Demo Spark application to transform data gathered on sensors for a heatmap application.

Description

Our demo-case considers the location of trackers at various time intervals. We assume we continuously monitor the location of the tracker and we intend to display a heatmap which shows where the trackers were at various time intervals. Given that this is a Big Data project, we envision having received the location of many thousands of trackers. The output will display a heatmap indicating how busy an area was at a time-interval.

The algorithm assumes that the locations of the trackers have been received through an input pipeline and that they are available in CSV format on HDFS. The algorithm will output JSON content which can be used to render the heatmap on a web-capable devices. As this could comprise of billions of events, the calculation will occur offline. The output of our calculation should be small enough so that it can be sent to a web browser for final display without major modifications. This entails minimizing the amount of content in our target output so that it's both small enough and still usable.

In our setting we receive a large set of data inputs in a simple format and are required to output the contents in a more condense format. The condense format will allow us to display a heatmap indicating the activity in various regions.

Demo flow

Running the demo consists of the following steps:

  1. Setup HDFS
  2. Setup Spark cluster
  3. Put input CSV file on HDFS
  4. Compute aggregations
  5. Get output from HDFS

The pipeline is described in pipeline.ttl which is an export of the Pipeline Builder application. The components that are part of the demo are listed in docker-compose.yml together with their configuration. The docker-compose.yml also contains the BDE support layer as provided by BDE Pipeline application.

Configuration

Aggregation computation in Spark

The application requires 4 arguments.

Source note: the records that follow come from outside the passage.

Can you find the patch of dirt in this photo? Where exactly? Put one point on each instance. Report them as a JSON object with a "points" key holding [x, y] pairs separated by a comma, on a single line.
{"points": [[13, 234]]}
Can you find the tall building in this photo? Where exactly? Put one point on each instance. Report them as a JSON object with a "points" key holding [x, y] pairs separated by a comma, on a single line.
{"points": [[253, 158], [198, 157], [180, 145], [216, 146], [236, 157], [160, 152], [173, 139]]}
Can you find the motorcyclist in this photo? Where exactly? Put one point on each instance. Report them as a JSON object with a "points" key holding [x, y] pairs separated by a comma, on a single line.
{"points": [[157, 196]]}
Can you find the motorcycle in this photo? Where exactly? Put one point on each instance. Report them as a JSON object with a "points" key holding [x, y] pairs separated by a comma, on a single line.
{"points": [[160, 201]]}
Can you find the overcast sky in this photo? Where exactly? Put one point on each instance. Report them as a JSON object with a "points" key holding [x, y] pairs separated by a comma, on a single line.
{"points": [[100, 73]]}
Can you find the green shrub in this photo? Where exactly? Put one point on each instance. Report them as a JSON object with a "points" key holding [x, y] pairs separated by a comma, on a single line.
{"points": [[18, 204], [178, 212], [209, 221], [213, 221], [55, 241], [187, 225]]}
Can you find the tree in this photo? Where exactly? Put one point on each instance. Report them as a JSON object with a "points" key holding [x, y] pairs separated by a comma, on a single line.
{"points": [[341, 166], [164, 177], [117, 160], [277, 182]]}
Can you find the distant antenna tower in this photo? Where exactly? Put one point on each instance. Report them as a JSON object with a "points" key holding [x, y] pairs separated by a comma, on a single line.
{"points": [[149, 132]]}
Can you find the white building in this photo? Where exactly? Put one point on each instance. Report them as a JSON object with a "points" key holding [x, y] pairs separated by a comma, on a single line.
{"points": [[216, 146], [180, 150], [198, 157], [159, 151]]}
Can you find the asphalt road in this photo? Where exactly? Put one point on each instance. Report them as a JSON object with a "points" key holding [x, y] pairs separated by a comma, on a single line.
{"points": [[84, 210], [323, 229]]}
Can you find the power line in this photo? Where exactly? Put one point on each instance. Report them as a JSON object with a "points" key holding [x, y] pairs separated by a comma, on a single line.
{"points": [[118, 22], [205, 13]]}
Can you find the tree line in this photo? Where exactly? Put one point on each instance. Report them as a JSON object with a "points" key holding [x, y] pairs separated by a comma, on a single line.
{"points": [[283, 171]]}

They can be overwritten at runtime by passing them as environment variables to the demo component in docker-compose.yml:

  1. APP_ARGS_OWNER: owner (default: localhost)
  2. APP_ARGS_MAX_DETAIL: maximum level of refinement of the grid (default: 128)
  3. APP_ARGS_INPUT: path to the input folder on HDFS containing the sensor data as CSV (default: /input)
  4. APP_ARGS_OUTPUT: path to the output folder on HDFS to write the resulting JSON to (default: /output)

The input file (localhost.csv by default) must be available on HDFS in the configured input folder (APP_ARGS_INPUT).

Application pipeline in Docker Compose

Update the DNS names in the Integrator UI configuration and docker-compose.yml with the DNS name on which you will host the demo application. If you won't host the demo application publicly, you can also make the currently configured DNS name http://demo.big-data-europe.local point to the frontend host in your cluster by editing your local /etc/hosts file. The frontend host is the node in your cluster on which the proxy container runs (see below).

Make sure the mounted volumes in docker-compose.yml are absolute paths which are available on each node in your cluster and contain the correct configuration files. If you don't make use of a distributed volume driver, this means the configuration should be replicated in the same folder on each node.

Running the demo application

Install the BDE platform as described in the installation guide on the BDE Wiki. You can warm up the cluster by pulling the required Docker images of the demo on each node.

To run the demo application as a BDE pipeline, execute the following commands:

git clone https://github.com/big-data-europe/demo-spark-sensor-data.git
cd demo-spark-sensor-data
docker-compose up -d  ## Send this to the Swarm Manager

Next, start a proxy service (if this is not running already) on the frontend host:

docker run -p 80:80 --name=proxy --net=demosparksensordata_default -e DOCKER_HOST=tcp://{swarm-manager-host}:{swarm-manager-port} -d rckrdstrgrd/nginx-proxy

The integrator UI should now be available on the demo DNS root.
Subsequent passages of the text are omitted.